Pizza and wine seems obvious but most people get it wrong. They grab whatever red they have open and hope for the best. I used to do this too. Then I started actually paying attention and realized there’s more to it.
The Problem With “Red Wine and Pizza”
Pizza is acidic – all that tomato sauce. If your wine doesn’t have enough acidity to match, it tastes flat and flabby. A lot of soft, fruit-forward reds get absolutely murdered by pizza.
Also, pizza toppings vary wildly. Margherita is totally different from pepperoni is totally different from white pizza with clams.

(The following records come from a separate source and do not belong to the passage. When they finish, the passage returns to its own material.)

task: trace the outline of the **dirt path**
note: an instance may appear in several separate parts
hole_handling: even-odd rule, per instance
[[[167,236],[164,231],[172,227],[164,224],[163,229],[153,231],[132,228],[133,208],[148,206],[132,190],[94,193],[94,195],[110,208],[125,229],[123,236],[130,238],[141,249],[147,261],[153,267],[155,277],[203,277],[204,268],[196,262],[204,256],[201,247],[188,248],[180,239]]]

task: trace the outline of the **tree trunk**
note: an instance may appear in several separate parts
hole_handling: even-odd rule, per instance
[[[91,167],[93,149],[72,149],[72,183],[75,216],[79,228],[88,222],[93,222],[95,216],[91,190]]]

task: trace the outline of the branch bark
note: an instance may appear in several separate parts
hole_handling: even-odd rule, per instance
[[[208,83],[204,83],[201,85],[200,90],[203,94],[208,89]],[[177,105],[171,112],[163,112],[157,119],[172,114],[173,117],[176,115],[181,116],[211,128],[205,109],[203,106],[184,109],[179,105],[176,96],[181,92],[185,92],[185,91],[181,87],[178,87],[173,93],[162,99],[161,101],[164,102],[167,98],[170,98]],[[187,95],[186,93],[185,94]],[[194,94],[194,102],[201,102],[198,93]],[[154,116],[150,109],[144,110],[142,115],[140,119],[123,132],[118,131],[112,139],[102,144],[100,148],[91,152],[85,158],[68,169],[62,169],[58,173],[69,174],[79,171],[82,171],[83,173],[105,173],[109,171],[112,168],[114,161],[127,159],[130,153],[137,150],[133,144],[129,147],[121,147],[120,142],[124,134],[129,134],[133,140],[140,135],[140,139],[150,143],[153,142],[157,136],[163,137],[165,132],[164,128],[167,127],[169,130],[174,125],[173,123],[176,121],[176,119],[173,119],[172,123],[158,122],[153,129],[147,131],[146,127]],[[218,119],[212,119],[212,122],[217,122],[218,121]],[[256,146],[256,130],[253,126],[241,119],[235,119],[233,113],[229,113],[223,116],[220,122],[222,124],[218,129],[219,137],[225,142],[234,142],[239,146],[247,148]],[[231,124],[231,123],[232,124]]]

There isn’t one wine that works with all pizza.
The Wines I Actually Drink With Pizza
Chianti – the default: Italian wine with Italian food, tomato sauce with Sangiovese. The acidity matches, the earthy notes complement. I probably drink Chianti with pizza more than any other wine. Basic Chianti is fine here – no need to go fancy.

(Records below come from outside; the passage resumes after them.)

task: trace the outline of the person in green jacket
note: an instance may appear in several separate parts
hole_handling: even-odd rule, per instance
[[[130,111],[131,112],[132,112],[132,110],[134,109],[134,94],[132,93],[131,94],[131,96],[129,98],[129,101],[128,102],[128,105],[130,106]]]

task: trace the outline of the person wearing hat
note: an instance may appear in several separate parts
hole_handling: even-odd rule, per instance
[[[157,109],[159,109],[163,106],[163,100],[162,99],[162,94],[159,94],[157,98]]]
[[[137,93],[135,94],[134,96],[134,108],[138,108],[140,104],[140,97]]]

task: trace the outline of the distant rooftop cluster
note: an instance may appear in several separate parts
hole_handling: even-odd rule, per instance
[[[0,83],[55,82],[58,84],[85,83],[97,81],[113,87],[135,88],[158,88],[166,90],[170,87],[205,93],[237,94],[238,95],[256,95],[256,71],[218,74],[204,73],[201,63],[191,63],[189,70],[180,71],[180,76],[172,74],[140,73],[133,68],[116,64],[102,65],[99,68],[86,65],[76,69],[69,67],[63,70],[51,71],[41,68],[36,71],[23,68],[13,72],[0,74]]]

Montepulciano d’Abruzzo: Fruity, rustic, cheap, perfect for pizza. The slight rusticity works with casual food. This is my Friday night regular.
Barbera: High acid Italian red. The brightness cuts through cheese and matches tomato. Barbera d’Asti especially – juicy and fun.
Lambrusco: Fizzy Italian red wine. Sounds weird, works brilliantly. The bubbles cut through fat, the sweetness (slightly off-dry versions) works with tomato. This is a revelation if you haven’t tried it.
Rosé: Unexpected but great, especially with lighter pizzas. A dry Provençal rosé with margherita is legitimately delicious.
By Pizza Type
Margherita: Classic tomato, mozzarella, basil. Chianti or Barbera. You want bright, acidic red or even a nice rosé.
Pepperoni/Sausage: Needs something with more body. Montepulciano, Chianti Classico, or even a lighter Syrah. The meat fat wants a wine with grip.
Supreme/Loaded: Too much going on to be precious about pairing. Grab something cheap and Italian. Lambrusco is great here because it handles the chaos.
White pizza (no tomato): Without the acidic tomato base, you can go lighter. Pinot Grigio works. Vermentino. Even a light Chardonnay.
BBQ or specialty: These break the rules anyway. Match to the dominant flavor – sweet BBQ might want a slightly sweet wine, spicy might want something with residual sugar to cool the heat.
What Doesn’t Work
Big, tannic Cabernet. The tannins fight with the tomato acid and everything tastes harsh. Save the Napa Cab for steak.
Very oaky wines. All that barrel flavor clashes with pizza in weird ways. Keep it simple.
Very expensive wine. Pizza is casual food. Opening a special bottle feels wrong somehow. Match the price point to the meal.
My Actual Pizza Night Setup
I keep a few bottles of basic Italian red around specifically for pizza nights. Chianti, Montepulciano, Barbera – whatever was cheap and decent at the store. Usually under fifteen bucks.
Pizza gets ordered. Wine gets opened. Nobody thinks too hard about it. The food is greasy and satisfying, the wine is rustic and unpretentious. Perfect.
Sometimes the best food and wine pairings aren’t sophisticated at all. They’re just right.